To reiterate we must keep in mind, advanced cirrhotic patients may have amplified sensitivity to benzodiazepines due to increased receptor ligands in the brain which may lead to over sedation. Instead, haloperidol is the better option to avoid an adverse effect and aid in sedation to calm the patient. Haloperidol is used if your suspicion for alcohol withdrawals is low.

 

Prevention of hepatic encephalopathy.

Prevention of hepatic encephalopathy include avoiding precipitating factors such as:

Gastrointestinal bleeding, hypokalemia, metabolic acidosis, renal failure, hypoxia, hypoglycemia or constipation.
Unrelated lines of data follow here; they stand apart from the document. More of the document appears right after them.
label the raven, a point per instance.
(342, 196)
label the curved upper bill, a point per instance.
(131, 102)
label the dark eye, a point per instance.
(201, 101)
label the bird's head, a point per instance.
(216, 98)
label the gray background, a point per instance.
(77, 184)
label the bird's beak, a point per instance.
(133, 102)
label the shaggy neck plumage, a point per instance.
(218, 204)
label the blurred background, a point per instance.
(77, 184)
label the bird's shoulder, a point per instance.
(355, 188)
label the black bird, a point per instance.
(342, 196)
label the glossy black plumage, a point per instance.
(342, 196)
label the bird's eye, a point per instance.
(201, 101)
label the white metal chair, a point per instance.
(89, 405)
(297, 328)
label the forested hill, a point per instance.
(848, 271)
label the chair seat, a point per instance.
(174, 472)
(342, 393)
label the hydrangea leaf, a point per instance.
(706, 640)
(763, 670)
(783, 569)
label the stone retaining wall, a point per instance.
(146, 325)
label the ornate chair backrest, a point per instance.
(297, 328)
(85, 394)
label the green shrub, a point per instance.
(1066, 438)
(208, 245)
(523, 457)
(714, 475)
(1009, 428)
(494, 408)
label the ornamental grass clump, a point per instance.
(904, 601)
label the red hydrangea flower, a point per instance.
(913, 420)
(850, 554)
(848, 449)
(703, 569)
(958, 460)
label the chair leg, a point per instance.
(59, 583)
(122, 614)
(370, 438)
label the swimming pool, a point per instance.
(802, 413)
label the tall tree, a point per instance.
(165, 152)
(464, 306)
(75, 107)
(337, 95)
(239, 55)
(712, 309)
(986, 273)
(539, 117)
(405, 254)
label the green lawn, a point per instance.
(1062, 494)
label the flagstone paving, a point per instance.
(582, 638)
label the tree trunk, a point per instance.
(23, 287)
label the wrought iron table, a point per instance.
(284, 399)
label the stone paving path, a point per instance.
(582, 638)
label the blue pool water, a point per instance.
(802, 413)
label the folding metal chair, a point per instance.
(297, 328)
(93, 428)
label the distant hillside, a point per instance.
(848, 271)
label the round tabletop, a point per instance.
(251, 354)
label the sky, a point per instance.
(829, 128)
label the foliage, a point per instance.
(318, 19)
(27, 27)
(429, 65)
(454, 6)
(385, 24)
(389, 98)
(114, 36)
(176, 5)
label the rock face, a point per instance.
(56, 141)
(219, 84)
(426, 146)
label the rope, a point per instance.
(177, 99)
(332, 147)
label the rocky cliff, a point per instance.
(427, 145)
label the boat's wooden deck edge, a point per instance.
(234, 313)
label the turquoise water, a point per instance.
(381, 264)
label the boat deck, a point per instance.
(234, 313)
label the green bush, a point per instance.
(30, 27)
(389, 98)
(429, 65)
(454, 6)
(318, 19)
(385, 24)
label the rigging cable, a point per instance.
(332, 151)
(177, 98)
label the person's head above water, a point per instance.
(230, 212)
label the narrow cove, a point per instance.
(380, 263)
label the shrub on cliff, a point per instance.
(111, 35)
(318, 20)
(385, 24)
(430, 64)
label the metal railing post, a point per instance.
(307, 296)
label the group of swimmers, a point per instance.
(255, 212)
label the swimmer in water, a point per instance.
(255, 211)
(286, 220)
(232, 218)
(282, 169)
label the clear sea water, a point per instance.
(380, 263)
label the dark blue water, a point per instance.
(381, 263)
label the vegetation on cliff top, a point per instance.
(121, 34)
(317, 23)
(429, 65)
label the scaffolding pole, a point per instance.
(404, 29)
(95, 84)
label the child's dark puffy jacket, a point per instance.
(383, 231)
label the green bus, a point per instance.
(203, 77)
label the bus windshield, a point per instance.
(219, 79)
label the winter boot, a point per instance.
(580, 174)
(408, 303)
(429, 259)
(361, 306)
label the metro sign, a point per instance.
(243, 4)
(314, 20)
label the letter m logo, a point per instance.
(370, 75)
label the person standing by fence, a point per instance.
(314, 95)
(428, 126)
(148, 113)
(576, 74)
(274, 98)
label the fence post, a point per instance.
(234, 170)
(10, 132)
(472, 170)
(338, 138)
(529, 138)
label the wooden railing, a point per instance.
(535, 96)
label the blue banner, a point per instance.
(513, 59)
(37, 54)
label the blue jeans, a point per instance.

Hepatic encephalopathy can reoccur after treatment; which is why prevention should be a patient/provider oriented goal to inhibit repetitive episodes.

 

Typically, after an occurrence, patients are discharged home with lactulose (initial dose: 30-45mL orally 3 to 4 times daily to have 2-3 bowel movements a day) to continue the removal of ammonia and further prevent complications. 

 

Probiotics may also aid to prevent reoccurrence, but more research is needed before probiotics can be recommended for all patients to treat and/or prevent hepatic encephalopathy.

 

Restricting dietary protein is not recommended for the majority of patients.

 

All of this discussion has led us to the question of: What if Homer Simpson is not stupid but just has chronic jaundice and hepatic encephalopathy? (Joke).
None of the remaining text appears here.